At the outset I want to deal with a few of the myths that the Government have resorted to peddling in the absence of any credible policies of their own and because they are confused about how to respond to our proposals. The first myth is that the price freeze cannot or will not happen or that the idea is a con. Let me tell the House that there is only one situation in which this price freeze will not happen: if the Conservatives or Liberal Democrats win the next election. If we are elected, this price freeze will happen. The idea that a price freeze will not work if wholesale prices increase is complete and utter rubbish.
As the energy companies themselves admit, they are not buying today all the energy they need to supply their customers tomorrow. They buy their gas and electricity two, three or even four years before it is supplied, precisely in order to manage the risk of fluctuation in wholesale prices. The Secretary of State must know this, so the Government’s argument does not stand up.
The second myth is that companies will undermine the freeze either by hiking up their prices beforehand or by increasing them afterwards, but as I asked the Secretary of State at the last Energy and Climate Change questions, if companies collude to increase their prices beyond anything that can be justified before the next election, will he stop them? If he will not, let me be clear: we will take action. As for what happens after the price freeze ends, the reason it lasts for 20 months is that that is how long we think it will take to enact our reforms to overhaul this market. By that point, we will have a new regulator in place, with the power to force companies to cut their prices when wholesale costs fall, which will prevent the kind of mark-up and overcharging that we all know is happening. This price freeze will happen and it will work.
Does the right hon. Lady agree that it would be in the interests of bill payers for all Governments to have an objective of keeping the cost of capital in the industry as low as possible so that bill payers may get their energy as cheaply as it can be produced?
I do agree. It is sad that in recent times so many people who want to invest in energy have said that the capital costs are going up because of the dithering and indecisiveness of this Government towards investment in energy.

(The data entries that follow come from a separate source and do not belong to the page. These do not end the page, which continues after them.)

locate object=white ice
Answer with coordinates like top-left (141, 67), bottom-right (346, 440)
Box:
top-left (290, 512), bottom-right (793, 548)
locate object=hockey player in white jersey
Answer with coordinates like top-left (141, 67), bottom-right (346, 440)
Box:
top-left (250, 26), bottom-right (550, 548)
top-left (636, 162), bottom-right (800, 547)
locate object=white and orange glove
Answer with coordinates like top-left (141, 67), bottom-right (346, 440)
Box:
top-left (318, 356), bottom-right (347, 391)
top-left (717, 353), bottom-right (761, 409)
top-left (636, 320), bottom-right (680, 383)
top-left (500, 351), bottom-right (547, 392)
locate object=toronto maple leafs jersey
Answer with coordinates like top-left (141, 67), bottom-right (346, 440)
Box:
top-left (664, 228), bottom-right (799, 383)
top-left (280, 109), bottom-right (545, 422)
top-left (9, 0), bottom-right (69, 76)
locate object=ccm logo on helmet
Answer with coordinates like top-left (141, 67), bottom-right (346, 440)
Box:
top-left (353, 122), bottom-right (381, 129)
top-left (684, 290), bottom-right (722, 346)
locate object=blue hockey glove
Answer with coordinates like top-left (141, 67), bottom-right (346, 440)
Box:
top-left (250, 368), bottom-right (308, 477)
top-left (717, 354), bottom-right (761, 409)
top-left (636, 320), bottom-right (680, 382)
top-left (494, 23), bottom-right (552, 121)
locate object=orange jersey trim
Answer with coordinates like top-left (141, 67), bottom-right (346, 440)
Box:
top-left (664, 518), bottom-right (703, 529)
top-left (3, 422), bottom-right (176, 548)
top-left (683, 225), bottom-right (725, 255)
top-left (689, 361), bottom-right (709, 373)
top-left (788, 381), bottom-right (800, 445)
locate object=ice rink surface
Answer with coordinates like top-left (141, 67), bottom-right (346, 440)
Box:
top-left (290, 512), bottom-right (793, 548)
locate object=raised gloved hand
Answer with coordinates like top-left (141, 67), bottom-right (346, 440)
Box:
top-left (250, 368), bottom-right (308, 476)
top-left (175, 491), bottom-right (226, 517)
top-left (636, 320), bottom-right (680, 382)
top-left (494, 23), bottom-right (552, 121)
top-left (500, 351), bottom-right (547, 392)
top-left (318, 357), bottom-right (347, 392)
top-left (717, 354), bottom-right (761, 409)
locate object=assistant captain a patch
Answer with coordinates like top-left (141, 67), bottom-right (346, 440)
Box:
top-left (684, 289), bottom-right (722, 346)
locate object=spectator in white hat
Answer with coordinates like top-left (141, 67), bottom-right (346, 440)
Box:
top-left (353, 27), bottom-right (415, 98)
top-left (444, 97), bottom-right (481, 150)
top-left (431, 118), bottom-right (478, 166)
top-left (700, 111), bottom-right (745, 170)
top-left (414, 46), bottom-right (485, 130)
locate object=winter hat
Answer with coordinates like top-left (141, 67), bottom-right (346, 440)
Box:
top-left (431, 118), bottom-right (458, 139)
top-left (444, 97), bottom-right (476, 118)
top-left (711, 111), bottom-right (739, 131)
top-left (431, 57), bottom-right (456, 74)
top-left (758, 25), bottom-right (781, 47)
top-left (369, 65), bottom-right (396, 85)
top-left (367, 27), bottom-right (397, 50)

The third myth is that our proposals will deter investment. Nothing could be further from the truth. As EDF’s decision on Hinkley Point C shows, what matters for investors is long-term certainty on returns, not short-term gains based on overcharging. That is why we have supported the Energy Bill and given our backing to the framework of contracts for difference and the capacity market. And we will put right this Government’s failure to set a decarbonisation target, in order to give low-carbon investors the certainty they need to invest throughout this decade and the next.
I will make some progress, because I want to get on to one of our other policies that could have an effect this winter.

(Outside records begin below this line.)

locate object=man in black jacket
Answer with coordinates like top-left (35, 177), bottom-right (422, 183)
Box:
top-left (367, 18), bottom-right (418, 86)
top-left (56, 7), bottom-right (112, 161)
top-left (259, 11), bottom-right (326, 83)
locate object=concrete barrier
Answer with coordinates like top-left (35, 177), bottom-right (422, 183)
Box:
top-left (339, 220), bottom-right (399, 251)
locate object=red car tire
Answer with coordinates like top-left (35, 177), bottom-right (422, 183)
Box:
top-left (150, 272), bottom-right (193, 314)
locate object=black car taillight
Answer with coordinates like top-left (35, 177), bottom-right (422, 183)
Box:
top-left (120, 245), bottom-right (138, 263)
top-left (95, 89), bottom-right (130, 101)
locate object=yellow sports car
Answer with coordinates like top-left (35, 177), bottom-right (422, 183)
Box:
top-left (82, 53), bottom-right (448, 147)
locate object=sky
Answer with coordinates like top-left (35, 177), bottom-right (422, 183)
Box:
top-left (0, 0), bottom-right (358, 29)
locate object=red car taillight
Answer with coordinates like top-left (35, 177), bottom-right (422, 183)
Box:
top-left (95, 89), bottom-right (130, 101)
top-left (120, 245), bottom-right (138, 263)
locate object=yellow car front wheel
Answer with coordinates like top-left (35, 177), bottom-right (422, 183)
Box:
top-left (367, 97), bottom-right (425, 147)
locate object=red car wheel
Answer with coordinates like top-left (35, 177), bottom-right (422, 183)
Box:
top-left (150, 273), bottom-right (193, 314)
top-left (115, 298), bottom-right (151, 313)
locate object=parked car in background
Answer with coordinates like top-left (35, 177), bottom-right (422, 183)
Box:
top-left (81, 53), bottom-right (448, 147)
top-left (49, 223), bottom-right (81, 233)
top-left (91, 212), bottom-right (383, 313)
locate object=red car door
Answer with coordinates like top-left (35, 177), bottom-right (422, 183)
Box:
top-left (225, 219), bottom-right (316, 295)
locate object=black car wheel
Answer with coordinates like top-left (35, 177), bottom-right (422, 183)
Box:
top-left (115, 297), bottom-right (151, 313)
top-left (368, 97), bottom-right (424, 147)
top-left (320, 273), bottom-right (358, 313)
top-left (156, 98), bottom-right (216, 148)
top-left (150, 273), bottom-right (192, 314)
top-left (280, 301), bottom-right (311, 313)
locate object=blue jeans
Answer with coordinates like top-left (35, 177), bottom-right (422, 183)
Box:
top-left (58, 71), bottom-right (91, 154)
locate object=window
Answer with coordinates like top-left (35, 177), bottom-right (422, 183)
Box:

A competitive, transparent energy market is our aim, but markets must have rules. The question is what those rules allow and what they encourage. Do they mend broken markets or do they allow some firms to take advantage at the expense of everybody else? The motion proposes two important changes to the rules.

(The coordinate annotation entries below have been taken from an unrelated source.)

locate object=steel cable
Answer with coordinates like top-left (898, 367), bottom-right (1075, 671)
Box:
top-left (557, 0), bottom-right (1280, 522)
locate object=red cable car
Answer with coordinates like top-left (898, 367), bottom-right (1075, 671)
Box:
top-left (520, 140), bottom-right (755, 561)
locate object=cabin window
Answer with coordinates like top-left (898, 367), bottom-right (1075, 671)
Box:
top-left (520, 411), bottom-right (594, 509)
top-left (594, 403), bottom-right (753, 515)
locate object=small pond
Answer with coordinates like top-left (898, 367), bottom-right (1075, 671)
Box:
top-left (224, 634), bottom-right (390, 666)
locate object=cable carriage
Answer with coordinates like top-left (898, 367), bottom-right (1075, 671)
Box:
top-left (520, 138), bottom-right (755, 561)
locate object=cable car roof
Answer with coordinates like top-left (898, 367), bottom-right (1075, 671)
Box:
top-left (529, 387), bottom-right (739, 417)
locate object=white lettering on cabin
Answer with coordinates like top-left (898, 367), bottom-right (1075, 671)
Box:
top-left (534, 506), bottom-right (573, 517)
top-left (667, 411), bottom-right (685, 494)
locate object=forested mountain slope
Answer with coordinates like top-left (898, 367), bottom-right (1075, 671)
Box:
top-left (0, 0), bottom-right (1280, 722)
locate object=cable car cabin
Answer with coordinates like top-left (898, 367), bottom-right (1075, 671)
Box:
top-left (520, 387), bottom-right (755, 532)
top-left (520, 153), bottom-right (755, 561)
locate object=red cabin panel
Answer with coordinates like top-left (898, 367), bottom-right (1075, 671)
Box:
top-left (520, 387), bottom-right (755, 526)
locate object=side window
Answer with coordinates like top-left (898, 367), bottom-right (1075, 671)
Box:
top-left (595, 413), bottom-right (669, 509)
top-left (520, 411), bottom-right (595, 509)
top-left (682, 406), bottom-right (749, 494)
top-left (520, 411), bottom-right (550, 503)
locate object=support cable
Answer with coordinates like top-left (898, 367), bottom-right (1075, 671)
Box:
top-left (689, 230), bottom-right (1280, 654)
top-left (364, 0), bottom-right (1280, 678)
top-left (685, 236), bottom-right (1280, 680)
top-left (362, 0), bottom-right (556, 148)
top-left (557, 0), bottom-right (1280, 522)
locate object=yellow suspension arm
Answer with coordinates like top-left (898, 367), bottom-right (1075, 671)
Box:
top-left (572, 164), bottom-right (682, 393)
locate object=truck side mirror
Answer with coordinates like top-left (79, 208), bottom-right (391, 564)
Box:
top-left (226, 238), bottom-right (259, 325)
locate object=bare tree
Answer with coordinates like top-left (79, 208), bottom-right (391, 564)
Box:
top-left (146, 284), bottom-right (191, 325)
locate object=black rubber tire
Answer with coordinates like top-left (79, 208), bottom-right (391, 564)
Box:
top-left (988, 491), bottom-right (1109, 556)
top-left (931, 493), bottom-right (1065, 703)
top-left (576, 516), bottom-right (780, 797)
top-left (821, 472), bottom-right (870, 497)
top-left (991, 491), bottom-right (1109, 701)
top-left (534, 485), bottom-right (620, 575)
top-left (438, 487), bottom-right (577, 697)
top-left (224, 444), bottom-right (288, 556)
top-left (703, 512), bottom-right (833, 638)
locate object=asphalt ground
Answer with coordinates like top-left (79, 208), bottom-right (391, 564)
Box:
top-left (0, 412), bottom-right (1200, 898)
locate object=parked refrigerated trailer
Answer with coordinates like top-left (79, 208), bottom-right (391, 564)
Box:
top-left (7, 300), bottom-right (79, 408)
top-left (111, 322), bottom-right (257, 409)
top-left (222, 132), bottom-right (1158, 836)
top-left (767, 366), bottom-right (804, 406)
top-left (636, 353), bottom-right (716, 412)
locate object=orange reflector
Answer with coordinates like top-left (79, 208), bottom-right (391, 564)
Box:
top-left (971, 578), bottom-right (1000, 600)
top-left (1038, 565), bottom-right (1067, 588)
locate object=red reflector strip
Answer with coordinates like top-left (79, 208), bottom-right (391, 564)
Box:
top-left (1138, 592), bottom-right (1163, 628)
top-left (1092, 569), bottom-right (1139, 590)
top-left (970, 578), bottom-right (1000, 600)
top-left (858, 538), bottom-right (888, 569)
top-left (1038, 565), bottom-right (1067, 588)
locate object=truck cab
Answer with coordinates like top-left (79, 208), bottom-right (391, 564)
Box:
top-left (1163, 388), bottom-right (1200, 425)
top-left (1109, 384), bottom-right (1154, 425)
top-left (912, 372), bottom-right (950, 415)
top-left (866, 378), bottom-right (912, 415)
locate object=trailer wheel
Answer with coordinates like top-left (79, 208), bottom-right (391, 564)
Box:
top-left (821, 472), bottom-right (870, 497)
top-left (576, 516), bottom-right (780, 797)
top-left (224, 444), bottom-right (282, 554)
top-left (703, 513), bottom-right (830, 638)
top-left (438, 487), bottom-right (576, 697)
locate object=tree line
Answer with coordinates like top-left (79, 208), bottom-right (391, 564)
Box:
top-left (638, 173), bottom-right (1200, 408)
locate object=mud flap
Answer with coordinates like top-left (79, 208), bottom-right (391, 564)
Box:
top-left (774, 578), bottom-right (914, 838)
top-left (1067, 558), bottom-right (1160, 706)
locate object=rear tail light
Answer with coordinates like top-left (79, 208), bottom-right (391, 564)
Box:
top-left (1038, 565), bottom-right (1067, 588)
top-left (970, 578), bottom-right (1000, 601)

First, we all think that there should be simpler and fewer tariffs, but we must also ensure that the market protects those who are less able to switch. The over-75s are the most likely to live in homes with poor energy efficiency and the most vulnerable to cold weather, but they are the least likely to switch supplier and the least able to access the cheapest deals, which are often online. As a result, they often pay more than they need to. The motion proposes that we make the energy companies put all over-75s on the cheapest tariff. The energy companies have told me that they can do that.
Secondly, the constant attacks on clean energy are short-sighted because investing in clean, home-grown energy and energy efficiency will improve our energy security, make us less reliant on imports and leave us less vulnerable to price shocks in world markets.
No, I will not give way.
We currently have the problem that when wholesale costs increase, bills go up like a rocket, but when wholesale costs fall, bills fall like a feather, if at all. In a properly competitive market, cost reductions would be passed on as quickly and as fully as cost increases. I urge the House to support the proposal in the motion to establish a new regulator with the power to force companies to cut prices when wholesale costs fall. I know that the president of the Liberal Democrats supports that proposal, because he said so to the audience and viewers of “Question Time” when I sat next to him on the panel a few weeks ago. I hope that the Secretary of State will confirm his party’s support for the proposal in his speech.
That is what real action looks like. That is what a Government who put the interests of ordinary people ahead of the energy companies would look like. What a contrast it is with this Government: a Government who pretend to put everyone on the cheapest tariff, even though 90% of people will see no benefit, but who refuse to put all over-75s on the lowest deal; a Government whose only answer is to tell people to shop around, even though switching levels have fallen to an all-time low, as people have lost faith with the market; and a Government who want to roll back the very measures that will insure us against rising prices in the future because they are too weak to stand up to the energy companies today.
Let us remember that 60% of the levies that the Government are rushing to blame were introduced by them. It was the Chancellor of the Exchequer who introduced the carbon floor price, which leaves British consumers and industry paying over and above what is paid by our European neighbours for energy. They talk about value for money, but it is they who designed the energy company obligation—a scheme that requires 53 pieces of information to be submitted for one measure to be installed. When they talk about moving policy costs from people’s bills to people’s taxes, let us remember that it was this Government who abolished Warm Front and now have the unenviable record of being the first Administration since the 1970s not to have a publicly funded energy efficiency scheme.
Today’s motion might refer only to energy prices, but it is about much more than that. It is about who our country is run for. Is it a country that works for hard-working people or are we settling for a country where only a few at the top do well and everyone else struggles? The Opposition know that the first and last test of economic policy is whether living standards are rising for ordinary people. Today, the House faces a choice: a choice between whether it is people’s bills that will be frozen this winter or their homes; a choice between whether we reform broken markets or defend them; a choice between whether we stand up for the 60 million people who live in this country or the big six energy companies, for the 2.4 million businesses or the big six energy companies. The reality is that if we do not fix this broken market, nobody else is going to. Today, in this House, we have it within our power to provide real help now to millions of people who are facing the cost of living crisis and to reform the energy market to deliver fairer prices in the future. I commend the motion to the House.